Mark Zuckerberg gives a "my bad," lays off 11,000 employees across Meta

The Facebook founder blames the layoffs on his own missteps in investments at the start of the pandemic

Mark Zuckerberg gives a
Mark Zuckerberg Photo: KENZO TRIBOUILLARD/AFP

Twitter isn’t the only social media giant to be severing huge amounts of its workforce. In an email sent to employees across Meta (i.e. Facebook and Instagram), CEO Mark Zuckerberg announced the company will be laying off 13 percent of its global workforce, or 11,000 employees. The Facebook founder says he takes full responsibility for the recent downturn of the company, as recent investments have not paid off for the tech mogul.

“Today I’m sharing some of the most difficult changes we’ve made in Meta’s history,” Zuckerberg writes in the email, per The Hollywood Reporter. “I’ve decided to reduce the size of our team by about 13% and let more than 11,000 of our talented employees go. We are also taking a number of additional steps to become a leaner and more efficient company by cutting discretionary spending and extending our hiring freeze through Q1.”

Zukerberg not only blames the layoffs on increased competition and a downturn in ad revenue but his own misfires in investments at the start of the pandemic.

“At the start of COVID, the world rapidly moved online and the surge of e-commerce led to outsized revenue growth. Many people predicted this would be a permanent acceleration that would continue even after the pandemic ended. I did too, so I made the decision to significantly increase our investments,” Zuckerberg continues. “Unfortunately, this did not play out the way I expected. Not only has online commerce returned to prior trends, but the macroeconomic downturn, increased competition, and ads signal loss have caused our revenue to be much lower than I’d expected. I got this wrong, and I take responsibility for that.”

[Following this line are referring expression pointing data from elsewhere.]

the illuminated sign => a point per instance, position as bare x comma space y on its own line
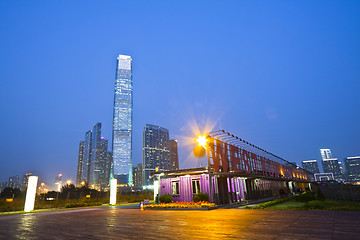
31, 194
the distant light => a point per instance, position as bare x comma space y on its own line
202, 140
30, 194
113, 190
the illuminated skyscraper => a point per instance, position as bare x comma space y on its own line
156, 153
80, 163
174, 157
325, 153
311, 166
352, 169
122, 121
97, 177
87, 158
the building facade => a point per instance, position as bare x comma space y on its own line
332, 166
174, 157
156, 152
79, 172
352, 169
311, 166
137, 175
87, 158
325, 154
122, 121
99, 145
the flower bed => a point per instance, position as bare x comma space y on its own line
181, 205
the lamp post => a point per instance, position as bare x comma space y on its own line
202, 142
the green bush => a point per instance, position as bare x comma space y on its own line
306, 197
201, 197
166, 198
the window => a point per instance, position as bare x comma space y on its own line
196, 186
175, 188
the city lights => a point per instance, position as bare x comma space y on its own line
113, 190
30, 194
202, 140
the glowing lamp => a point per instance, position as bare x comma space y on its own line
30, 194
113, 190
202, 140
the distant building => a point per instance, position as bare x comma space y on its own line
156, 152
122, 121
97, 177
174, 157
24, 181
325, 154
137, 175
87, 158
58, 182
80, 164
13, 182
311, 166
320, 177
109, 167
352, 169
332, 166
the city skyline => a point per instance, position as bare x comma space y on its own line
260, 72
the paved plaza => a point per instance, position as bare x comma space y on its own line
117, 223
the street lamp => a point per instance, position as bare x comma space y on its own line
202, 142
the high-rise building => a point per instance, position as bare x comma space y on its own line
24, 181
58, 182
174, 157
87, 158
352, 169
332, 166
80, 164
156, 153
122, 121
13, 182
109, 167
311, 166
97, 177
325, 154
137, 175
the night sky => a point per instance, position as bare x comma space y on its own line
284, 75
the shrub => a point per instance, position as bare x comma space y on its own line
306, 197
201, 197
166, 198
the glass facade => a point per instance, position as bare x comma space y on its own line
156, 152
332, 166
122, 121
352, 168
80, 163
87, 158
311, 166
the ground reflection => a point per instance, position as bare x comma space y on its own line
25, 226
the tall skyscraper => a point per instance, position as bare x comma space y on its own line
87, 158
174, 157
156, 153
325, 154
98, 159
80, 164
122, 121
332, 166
137, 175
352, 169
311, 166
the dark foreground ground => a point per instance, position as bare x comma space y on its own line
108, 223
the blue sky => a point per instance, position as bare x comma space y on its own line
281, 74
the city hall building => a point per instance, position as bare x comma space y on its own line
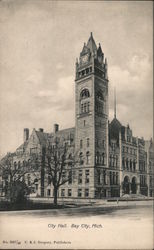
112, 162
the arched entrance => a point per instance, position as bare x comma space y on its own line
133, 185
126, 188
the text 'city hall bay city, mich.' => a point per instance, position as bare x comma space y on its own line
111, 162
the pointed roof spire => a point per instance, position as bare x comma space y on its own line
115, 103
99, 51
91, 43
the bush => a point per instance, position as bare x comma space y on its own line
18, 192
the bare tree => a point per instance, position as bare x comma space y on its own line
13, 175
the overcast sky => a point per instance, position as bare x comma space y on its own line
39, 43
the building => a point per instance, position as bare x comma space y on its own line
112, 162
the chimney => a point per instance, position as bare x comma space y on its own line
56, 128
26, 134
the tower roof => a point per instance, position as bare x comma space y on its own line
91, 43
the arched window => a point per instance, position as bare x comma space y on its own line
81, 143
97, 157
84, 94
99, 95
116, 178
87, 156
110, 178
18, 164
123, 162
81, 158
103, 160
15, 165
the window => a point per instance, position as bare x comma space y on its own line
86, 192
82, 110
81, 158
84, 94
97, 157
62, 192
70, 177
80, 177
99, 95
63, 175
113, 145
85, 107
36, 187
127, 164
79, 192
18, 164
123, 163
28, 179
104, 177
103, 159
87, 157
81, 143
99, 176
130, 165
88, 106
117, 179
116, 161
134, 165
111, 182
114, 179
88, 142
87, 176
69, 192
49, 180
48, 192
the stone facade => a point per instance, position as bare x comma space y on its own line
112, 162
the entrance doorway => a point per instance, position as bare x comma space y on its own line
126, 188
134, 186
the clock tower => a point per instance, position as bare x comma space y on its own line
91, 114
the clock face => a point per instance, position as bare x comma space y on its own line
84, 59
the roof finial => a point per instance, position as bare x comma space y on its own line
115, 102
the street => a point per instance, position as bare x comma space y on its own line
126, 226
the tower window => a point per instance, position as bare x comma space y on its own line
81, 158
87, 176
88, 142
87, 156
84, 94
80, 177
81, 143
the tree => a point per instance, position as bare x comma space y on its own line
58, 161
13, 175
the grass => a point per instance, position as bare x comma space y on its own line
27, 205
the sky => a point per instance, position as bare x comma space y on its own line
39, 44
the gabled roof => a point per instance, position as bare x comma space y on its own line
85, 50
91, 44
42, 137
115, 123
23, 146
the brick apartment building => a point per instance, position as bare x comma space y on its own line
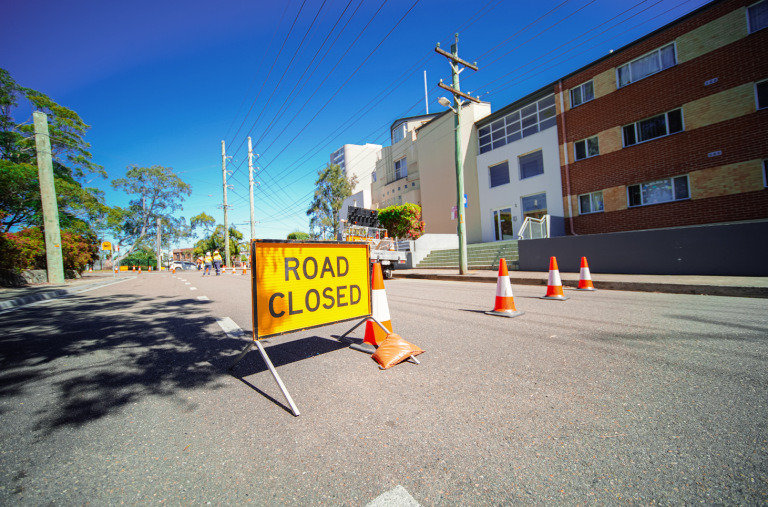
671, 130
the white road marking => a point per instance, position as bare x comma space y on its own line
397, 497
229, 327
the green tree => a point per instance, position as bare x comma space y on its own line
79, 207
331, 188
402, 221
299, 235
158, 193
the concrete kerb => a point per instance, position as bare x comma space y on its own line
665, 288
57, 293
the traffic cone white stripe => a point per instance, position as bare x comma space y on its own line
379, 306
554, 278
504, 287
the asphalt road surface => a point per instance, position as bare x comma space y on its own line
121, 396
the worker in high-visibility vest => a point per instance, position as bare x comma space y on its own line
217, 262
208, 264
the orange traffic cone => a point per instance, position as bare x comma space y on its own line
585, 279
554, 285
379, 309
505, 301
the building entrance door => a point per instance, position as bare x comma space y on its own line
502, 224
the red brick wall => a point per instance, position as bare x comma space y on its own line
740, 139
728, 208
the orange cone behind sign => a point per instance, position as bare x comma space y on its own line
379, 309
505, 301
554, 285
585, 278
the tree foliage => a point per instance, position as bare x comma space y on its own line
402, 221
331, 188
157, 192
298, 235
79, 207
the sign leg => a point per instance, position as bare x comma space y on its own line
242, 355
277, 379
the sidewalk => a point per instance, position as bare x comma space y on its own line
12, 297
736, 286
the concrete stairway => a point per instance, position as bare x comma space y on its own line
479, 256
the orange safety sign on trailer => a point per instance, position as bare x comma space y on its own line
309, 284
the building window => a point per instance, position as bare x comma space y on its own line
531, 165
591, 203
499, 174
534, 206
401, 168
652, 128
398, 133
586, 148
582, 94
762, 92
659, 191
502, 224
757, 16
647, 65
533, 118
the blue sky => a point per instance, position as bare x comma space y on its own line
163, 83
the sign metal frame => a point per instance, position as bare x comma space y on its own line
256, 338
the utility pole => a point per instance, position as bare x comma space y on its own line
159, 250
226, 208
250, 186
453, 56
53, 257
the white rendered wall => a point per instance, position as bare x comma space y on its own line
509, 195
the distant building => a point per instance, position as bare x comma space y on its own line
359, 161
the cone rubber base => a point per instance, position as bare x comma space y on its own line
363, 347
505, 314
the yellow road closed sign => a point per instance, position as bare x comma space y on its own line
301, 285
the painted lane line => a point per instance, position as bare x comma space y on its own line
397, 497
229, 327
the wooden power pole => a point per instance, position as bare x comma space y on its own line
53, 257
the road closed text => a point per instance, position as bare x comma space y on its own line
300, 285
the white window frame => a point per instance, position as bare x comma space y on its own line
511, 209
765, 173
637, 135
629, 63
746, 11
586, 147
394, 172
757, 98
581, 212
402, 126
509, 174
520, 118
673, 178
582, 85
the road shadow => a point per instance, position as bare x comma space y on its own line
97, 355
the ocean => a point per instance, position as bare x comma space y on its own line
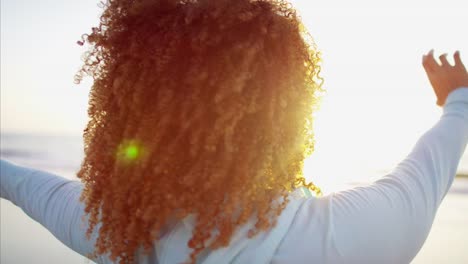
25, 241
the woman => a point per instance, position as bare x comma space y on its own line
200, 120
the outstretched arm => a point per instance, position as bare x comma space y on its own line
51, 200
388, 221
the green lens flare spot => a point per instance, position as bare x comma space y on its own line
129, 151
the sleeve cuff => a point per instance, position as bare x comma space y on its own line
458, 95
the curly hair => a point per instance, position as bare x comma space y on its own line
200, 107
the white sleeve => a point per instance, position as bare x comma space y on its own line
389, 220
51, 200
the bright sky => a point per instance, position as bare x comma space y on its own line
378, 102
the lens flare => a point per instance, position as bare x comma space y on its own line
130, 151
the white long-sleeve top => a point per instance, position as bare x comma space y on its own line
385, 222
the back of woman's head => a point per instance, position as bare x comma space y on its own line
198, 107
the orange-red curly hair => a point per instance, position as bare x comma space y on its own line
197, 107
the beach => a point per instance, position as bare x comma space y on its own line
23, 240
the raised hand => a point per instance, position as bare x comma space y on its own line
445, 77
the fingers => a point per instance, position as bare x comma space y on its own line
443, 60
457, 59
429, 62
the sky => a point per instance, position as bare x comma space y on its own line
378, 100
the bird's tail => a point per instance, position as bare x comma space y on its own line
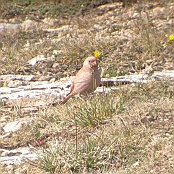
66, 98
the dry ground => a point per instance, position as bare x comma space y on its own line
129, 130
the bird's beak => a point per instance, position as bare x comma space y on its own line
94, 63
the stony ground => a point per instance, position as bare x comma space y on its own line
39, 54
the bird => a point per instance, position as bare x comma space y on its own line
86, 80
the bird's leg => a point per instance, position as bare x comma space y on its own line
81, 98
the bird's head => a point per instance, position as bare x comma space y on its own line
91, 62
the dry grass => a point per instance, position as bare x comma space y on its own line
127, 131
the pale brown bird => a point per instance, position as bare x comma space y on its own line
86, 80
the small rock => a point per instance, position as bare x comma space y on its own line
12, 126
15, 83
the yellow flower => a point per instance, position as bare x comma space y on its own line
171, 37
96, 54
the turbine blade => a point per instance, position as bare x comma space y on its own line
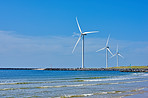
120, 55
110, 51
117, 49
78, 26
107, 40
76, 44
113, 55
90, 32
100, 49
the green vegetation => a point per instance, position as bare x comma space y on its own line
122, 67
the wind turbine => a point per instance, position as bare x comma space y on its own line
107, 49
82, 36
118, 54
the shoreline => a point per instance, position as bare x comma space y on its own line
83, 69
142, 94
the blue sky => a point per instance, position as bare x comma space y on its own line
36, 33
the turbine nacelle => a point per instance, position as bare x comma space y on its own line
84, 34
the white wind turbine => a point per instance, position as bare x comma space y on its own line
107, 49
118, 54
82, 35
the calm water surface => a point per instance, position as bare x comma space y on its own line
62, 84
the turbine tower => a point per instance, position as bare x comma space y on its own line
107, 49
82, 36
118, 54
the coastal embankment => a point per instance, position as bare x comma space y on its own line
83, 69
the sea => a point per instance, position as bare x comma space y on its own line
67, 84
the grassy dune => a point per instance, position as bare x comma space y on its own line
140, 67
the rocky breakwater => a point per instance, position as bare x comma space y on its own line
134, 70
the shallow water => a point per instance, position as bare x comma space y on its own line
41, 83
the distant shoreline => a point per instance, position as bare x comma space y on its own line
83, 69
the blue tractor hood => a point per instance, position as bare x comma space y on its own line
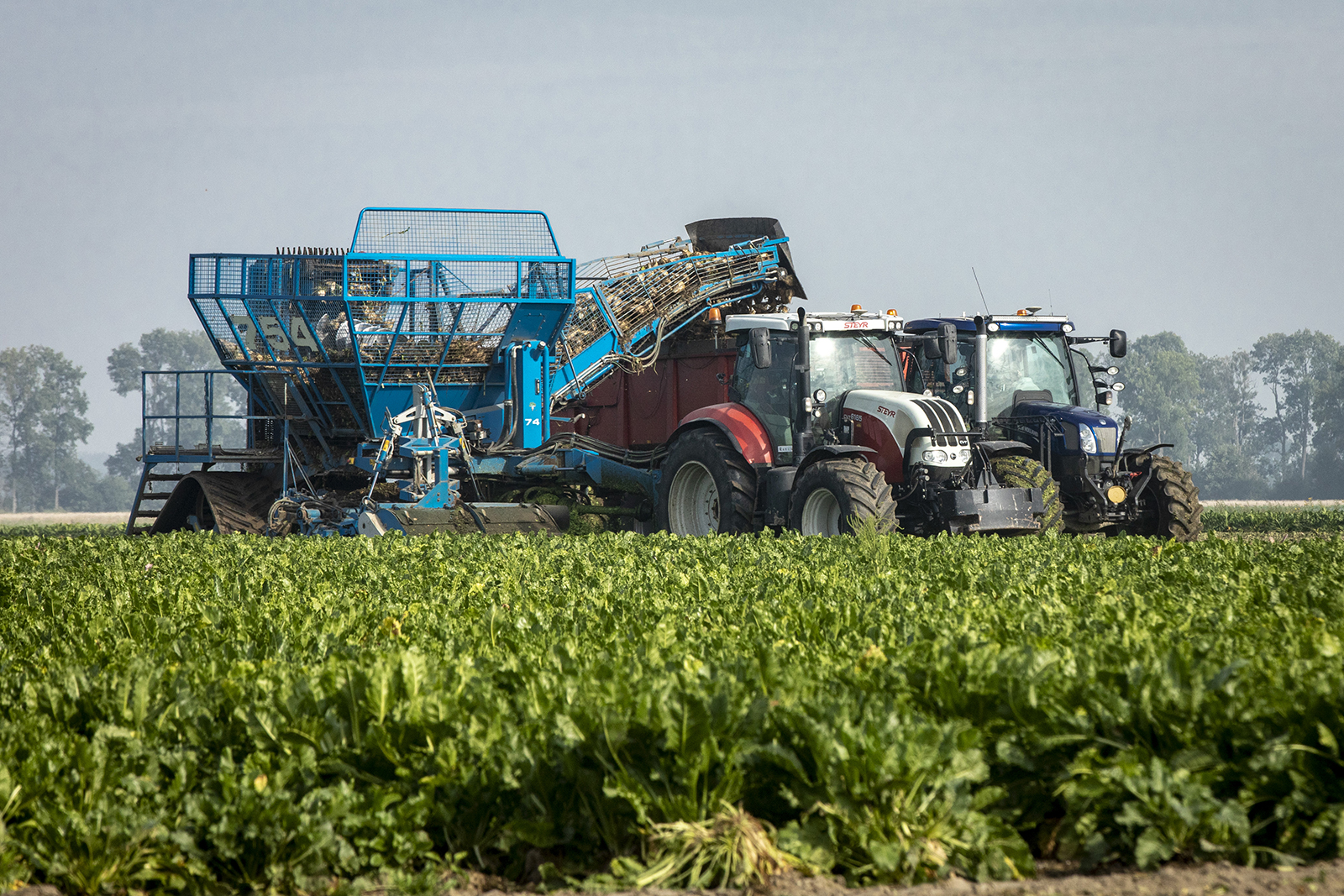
1065, 414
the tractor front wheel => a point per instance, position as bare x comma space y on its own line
837, 495
707, 486
1168, 506
1028, 473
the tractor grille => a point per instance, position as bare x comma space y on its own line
1106, 438
944, 417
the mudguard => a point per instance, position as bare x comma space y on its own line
1005, 448
743, 427
823, 452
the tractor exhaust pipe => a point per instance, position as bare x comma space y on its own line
981, 412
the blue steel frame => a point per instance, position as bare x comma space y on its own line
573, 376
234, 285
178, 456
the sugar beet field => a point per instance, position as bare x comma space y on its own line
217, 715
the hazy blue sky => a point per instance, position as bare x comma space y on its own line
1146, 165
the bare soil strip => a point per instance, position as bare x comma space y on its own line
62, 519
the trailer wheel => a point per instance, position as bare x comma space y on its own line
1028, 473
1169, 506
706, 486
833, 495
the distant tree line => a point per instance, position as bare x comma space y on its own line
1210, 409
42, 421
1260, 423
44, 414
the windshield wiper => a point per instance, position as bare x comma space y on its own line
874, 347
1050, 351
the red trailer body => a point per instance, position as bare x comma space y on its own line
642, 410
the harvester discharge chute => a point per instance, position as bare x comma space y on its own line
407, 382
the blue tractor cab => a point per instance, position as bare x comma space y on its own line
1021, 376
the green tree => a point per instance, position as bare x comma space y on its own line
1227, 417
1296, 369
42, 412
1328, 439
1162, 392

Moving forward into 2023, Zuckerberg says Meta’s plan is to greatly slow down recruitment—particularly in the Reality Labs division—which focuses on the metaverse. This particular sector of the company reported $3.67 billion in operating losses, as Zuck learned the hard way that no one gives a shit about having legged avatars in a lackluster virtual reality simulator.

The company’s buy-in to virtual reality has yet to pay off as it fails to draw in new users, and in fact, contributes to Meta’s tanking value. The newest Meta VR space, called Horizon Worlds, has only brought in 200,000 users worldwide—and that’s a good turnout. Per Wall Street Journal, internal documents at Meta show that only 9 percent of created worlds bring in more than 50 users, and many remain completely barren.

Meta’s mass layoff comes at a time when many social media companies are facing major dips in growth and revenue for the first time since their creation. Elon Musk christened his first day at Twitter by laying off 50 percent of its staff. And earlier this year, Snap laid off 20 percent of its staff and announced internal restructuring. For now, they will continue to try to extract as much of our attention from us as possible, but it’s proving to have its limits.